Partner Patricia Allan-Burns

Queer Places:
6 Hawthorns, Parkside, Vicerons Place, Bishop’s Stortford CM23 4QT
Bishop's Stortford Old Cemetery Bishops Stortford, East Hertfordshire District, Hertfordshire, England

Eliot Bliss (12 June 1903 – 10 December 1990)[1][2] was a Jamaican-born English novelist and poet of Anglo-Irish descent, whose literary friendships encompassed Anna Wickham, Dorothy Richardson, Jean Rhys, Romer Wilson and Vita Sackville-West.[3]
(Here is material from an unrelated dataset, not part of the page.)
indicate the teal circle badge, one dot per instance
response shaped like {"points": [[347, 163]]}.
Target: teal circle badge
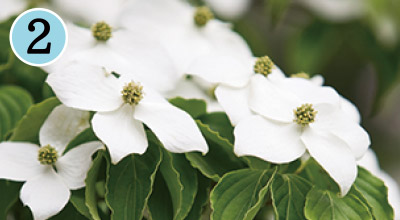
{"points": [[38, 37]]}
Born Eileen Norah Lees Bliss at a Jamaican army garrison, she was the daughter of Captain John Plomer Bliss and his wife Eva Lees.[4] Bliss was educated at a number of British convent schools. Her brother John was sent to school in England at the same time.[4] She returned in 1923 to Jamaica for two years, a period that would provide inspiration for her second and last novel. She then settled permanently in England and gained a diploma in journalism from University College, London. In 1925 she renamed herself Eliot as a mark of her respect for George Eliot and T. S. Eliot.[4] Over subsequent years Bliss held various jobs in publishing and made friends with other women writers, notably fellow novelists Romer Wilson, who gave her financial support while she wrote her first novel, and Vita Sackville-West.[3] Her relations with the Australian-born poet Anna Wickham are said to have been intimate.[5] She lived for over half a century with her companion, Patricia Allan-Burns (died October 2, 2011), an artist, in Bishop's Stortford, Hertfordshire, where she died in 1990. Allan-Burns disposed of her literary estate, the Bliss Collections, in three stages to the McFarlin Library at the University of Tulsa.[5] Bliss left daily diaries in 19 volumes covering January 1959 – December 1960 and January 1963 – August 1980. Prominent authors in her personal library, also held at the McFarlin Library, include Jean Rhys, Radclyffe Hall and Emily Dickinson.[5]